From: Balamuruhan S <bala24@linux.vnet.ibm.com>
To: "Dr. David Alan Gilbert" <dgilbert@redhat.com>
Cc: peterx@redhat.com, qemu-devel@nongnu.org
Subject: Re: [Qemu-devel] [PATCH for-3.0 0/9] migration: postcopy recovery unit test, bug fixes
Date: Fri, 6 Jul 2018 18:16:54 +0530 [thread overview]
Message-ID: <20180706124654.GA4141@localhost.localdomain> (raw)
In-Reply-To: <20180706105658.GB2661@work-vm>
On Fri, Jul 06, 2018 at 11:56:59AM +0100, Dr. David Alan Gilbert wrote:
> * Dr. David Alan Gilbert (dgilbert@redhat.com) wrote:
> > * Peter Xu (peterx@redhat.com) wrote:
> > > Based-on: <20180627132246.5576-1-peterx@redhat.com>
> > >
> > > Based on the series to unbreak postcopy:
> > > Subject: [PATCH v3 0/4] migation: unbreak postcopy recovery
> > > Message-Id: <20180627132246.5576-1-peterx@redhat.com>
> > >
> > > This series introduce a new postcopy recovery test. The new test
> > > actually helped me to identify two bugs there so fix them as well
> > > before 3.0 release.
> > >
> > > Patch 1: a trivial cleanup for existing postcopy ram load, which I
> > > found a bit confusing during debugging the problem.
> > >
> > > Patch 2-3: two bug fixes that address different issues.
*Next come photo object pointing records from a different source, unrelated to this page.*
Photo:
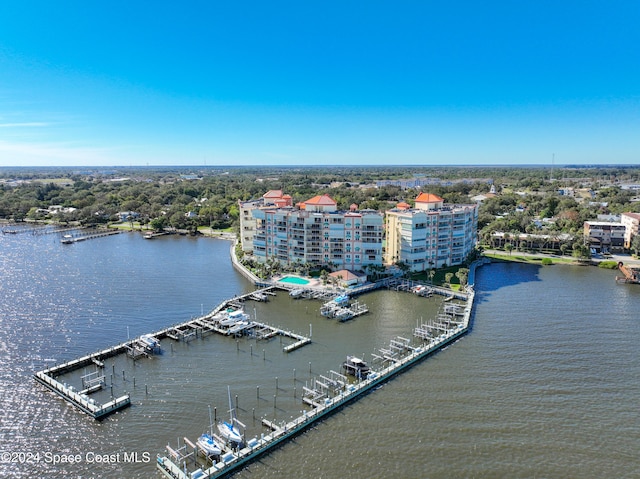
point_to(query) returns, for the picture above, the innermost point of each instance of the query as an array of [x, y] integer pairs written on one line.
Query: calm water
[[545, 385]]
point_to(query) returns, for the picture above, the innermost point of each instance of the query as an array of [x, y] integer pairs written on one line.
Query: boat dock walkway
[[327, 394], [137, 349], [70, 239]]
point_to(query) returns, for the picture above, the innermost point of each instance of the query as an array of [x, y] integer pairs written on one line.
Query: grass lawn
[[529, 258]]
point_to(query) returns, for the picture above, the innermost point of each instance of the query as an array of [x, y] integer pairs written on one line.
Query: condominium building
[[271, 199], [315, 233], [631, 221], [430, 235], [604, 236]]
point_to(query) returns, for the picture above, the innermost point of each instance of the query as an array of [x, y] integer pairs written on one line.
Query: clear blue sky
[[319, 83]]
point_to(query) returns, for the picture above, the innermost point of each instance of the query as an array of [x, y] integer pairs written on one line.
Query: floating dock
[[139, 348], [70, 239], [327, 395]]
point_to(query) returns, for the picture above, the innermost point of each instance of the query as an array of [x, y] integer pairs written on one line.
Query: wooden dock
[[70, 239], [136, 350], [327, 395]]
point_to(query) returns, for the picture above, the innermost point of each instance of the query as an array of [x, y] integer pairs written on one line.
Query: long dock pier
[[136, 349], [70, 239], [323, 405]]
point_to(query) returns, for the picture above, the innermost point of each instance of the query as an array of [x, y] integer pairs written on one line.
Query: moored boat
[[234, 317], [296, 293], [208, 444], [149, 342], [230, 430], [356, 367]]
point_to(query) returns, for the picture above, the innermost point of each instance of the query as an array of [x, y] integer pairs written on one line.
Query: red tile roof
[[428, 198], [321, 200]]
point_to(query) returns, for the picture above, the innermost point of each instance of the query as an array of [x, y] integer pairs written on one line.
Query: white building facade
[[431, 235], [318, 234]]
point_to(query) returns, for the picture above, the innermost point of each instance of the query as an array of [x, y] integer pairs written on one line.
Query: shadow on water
[[497, 275]]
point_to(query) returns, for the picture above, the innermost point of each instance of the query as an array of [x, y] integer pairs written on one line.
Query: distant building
[[430, 235]]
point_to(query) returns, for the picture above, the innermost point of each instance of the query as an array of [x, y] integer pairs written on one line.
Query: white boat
[[240, 326], [296, 293], [341, 300], [344, 314], [234, 317], [356, 367], [230, 430], [149, 342], [259, 297], [207, 443]]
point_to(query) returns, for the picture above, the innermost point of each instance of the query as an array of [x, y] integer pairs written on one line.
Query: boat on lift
[[356, 367], [234, 317], [230, 430], [207, 443]]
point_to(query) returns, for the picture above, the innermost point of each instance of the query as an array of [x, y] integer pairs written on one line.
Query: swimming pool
[[293, 280]]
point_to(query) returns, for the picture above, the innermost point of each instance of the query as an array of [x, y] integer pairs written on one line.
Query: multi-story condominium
[[431, 235], [272, 198], [631, 221], [316, 233], [604, 236]]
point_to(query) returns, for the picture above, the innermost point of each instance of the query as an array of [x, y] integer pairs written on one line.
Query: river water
[[545, 385]]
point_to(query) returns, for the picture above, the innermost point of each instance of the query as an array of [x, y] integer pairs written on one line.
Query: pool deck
[[308, 282]]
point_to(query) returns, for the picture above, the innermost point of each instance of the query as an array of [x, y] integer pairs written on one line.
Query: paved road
[[625, 258]]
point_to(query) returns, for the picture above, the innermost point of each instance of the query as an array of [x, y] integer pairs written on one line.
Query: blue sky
[[319, 83]]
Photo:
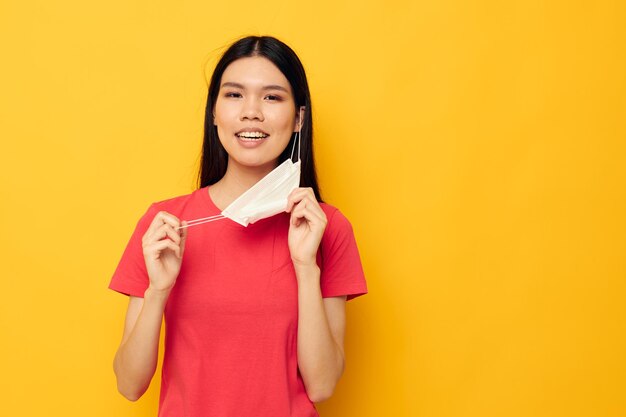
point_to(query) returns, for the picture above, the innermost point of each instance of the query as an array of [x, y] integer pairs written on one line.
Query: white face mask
[[265, 198]]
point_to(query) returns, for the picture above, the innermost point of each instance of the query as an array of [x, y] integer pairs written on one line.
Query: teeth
[[252, 135]]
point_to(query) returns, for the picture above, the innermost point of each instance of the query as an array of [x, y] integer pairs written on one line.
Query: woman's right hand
[[163, 248]]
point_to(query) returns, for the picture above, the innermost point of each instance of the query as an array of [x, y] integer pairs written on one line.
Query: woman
[[255, 316]]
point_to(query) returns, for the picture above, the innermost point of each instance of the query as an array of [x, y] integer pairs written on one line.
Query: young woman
[[254, 316]]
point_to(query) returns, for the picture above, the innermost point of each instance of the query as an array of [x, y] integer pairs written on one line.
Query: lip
[[252, 129]]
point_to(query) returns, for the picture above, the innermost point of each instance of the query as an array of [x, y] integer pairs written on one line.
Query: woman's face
[[254, 112]]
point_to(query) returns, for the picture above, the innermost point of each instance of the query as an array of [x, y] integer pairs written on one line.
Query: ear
[[300, 118]]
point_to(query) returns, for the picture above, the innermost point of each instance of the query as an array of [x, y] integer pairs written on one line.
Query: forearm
[[320, 360], [136, 359]]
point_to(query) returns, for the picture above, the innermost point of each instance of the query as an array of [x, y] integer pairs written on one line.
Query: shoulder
[[337, 222]]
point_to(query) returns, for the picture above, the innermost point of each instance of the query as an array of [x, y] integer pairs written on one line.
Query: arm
[[136, 358], [321, 322], [321, 328]]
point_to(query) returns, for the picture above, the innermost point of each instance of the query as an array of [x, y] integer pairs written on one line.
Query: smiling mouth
[[251, 135]]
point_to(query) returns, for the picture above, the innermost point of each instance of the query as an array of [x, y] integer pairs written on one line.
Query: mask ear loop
[[293, 148]]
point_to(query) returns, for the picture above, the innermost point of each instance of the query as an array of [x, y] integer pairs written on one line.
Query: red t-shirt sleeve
[[130, 276], [341, 270]]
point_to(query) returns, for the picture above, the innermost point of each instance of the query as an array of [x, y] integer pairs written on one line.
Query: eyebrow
[[266, 87]]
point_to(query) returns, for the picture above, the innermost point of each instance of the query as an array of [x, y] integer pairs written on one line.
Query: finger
[[312, 204], [308, 213], [299, 194], [163, 217], [162, 232], [154, 250]]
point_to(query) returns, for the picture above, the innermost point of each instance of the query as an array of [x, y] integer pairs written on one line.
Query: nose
[[251, 110]]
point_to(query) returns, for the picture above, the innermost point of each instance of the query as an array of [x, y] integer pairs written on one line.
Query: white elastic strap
[[202, 221], [293, 148]]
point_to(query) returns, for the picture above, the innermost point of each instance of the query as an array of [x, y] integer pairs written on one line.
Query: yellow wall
[[477, 147]]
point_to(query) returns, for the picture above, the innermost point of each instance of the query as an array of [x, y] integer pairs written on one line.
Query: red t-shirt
[[231, 319]]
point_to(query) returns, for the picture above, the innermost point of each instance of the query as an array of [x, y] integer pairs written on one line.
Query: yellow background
[[477, 147]]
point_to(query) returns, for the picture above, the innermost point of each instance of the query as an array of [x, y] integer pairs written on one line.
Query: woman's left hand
[[306, 226]]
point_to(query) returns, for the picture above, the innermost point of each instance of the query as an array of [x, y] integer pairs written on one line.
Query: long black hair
[[214, 158]]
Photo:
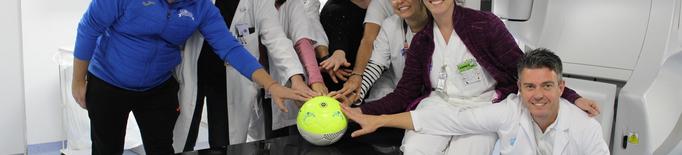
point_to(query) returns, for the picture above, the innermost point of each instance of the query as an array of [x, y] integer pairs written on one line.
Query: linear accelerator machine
[[624, 54]]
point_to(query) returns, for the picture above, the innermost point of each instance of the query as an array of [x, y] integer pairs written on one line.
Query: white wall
[[47, 26], [12, 116]]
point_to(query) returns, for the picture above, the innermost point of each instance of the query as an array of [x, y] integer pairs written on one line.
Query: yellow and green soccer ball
[[320, 121]]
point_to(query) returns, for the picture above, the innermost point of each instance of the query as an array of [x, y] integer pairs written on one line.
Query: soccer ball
[[320, 121]]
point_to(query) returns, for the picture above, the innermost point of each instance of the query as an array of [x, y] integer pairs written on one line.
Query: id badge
[[469, 71]]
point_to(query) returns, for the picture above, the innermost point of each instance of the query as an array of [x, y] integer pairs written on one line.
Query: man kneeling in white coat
[[537, 121]]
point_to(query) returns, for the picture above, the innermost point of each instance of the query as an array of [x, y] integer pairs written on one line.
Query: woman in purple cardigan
[[464, 58]]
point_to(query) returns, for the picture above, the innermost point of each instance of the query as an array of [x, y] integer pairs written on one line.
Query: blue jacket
[[135, 44]]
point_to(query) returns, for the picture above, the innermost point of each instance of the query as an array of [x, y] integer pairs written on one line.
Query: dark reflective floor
[[296, 145]]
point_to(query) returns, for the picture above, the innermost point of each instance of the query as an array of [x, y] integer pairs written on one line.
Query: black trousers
[[212, 86], [155, 110]]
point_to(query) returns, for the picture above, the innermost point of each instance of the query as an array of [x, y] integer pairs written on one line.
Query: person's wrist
[[354, 74]]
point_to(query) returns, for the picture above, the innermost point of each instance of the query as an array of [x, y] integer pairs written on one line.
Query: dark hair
[[540, 58]]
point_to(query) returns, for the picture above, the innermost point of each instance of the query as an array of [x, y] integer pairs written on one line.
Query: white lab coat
[[241, 91], [387, 53], [577, 134]]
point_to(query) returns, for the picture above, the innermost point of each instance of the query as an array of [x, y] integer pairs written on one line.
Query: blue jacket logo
[[184, 12]]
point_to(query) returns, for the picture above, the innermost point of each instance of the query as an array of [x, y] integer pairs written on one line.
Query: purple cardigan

Please see
> > > the commit log for more information.
> > >
> > > Patch 4-9: add the postcopy recovery unit test.
> > >
> > > Please review. Thanks,
> >
> > Queued
>
> Hi Peter,
> There's a problem in there somewhere; I'm getting
> an intermittent failure of the test if I run a make check -j 8 on my
> laptop. Just running two copies of tests/migration-test in parallel
> sometimes triggers it (but not if I turn on QTEST_LOG!).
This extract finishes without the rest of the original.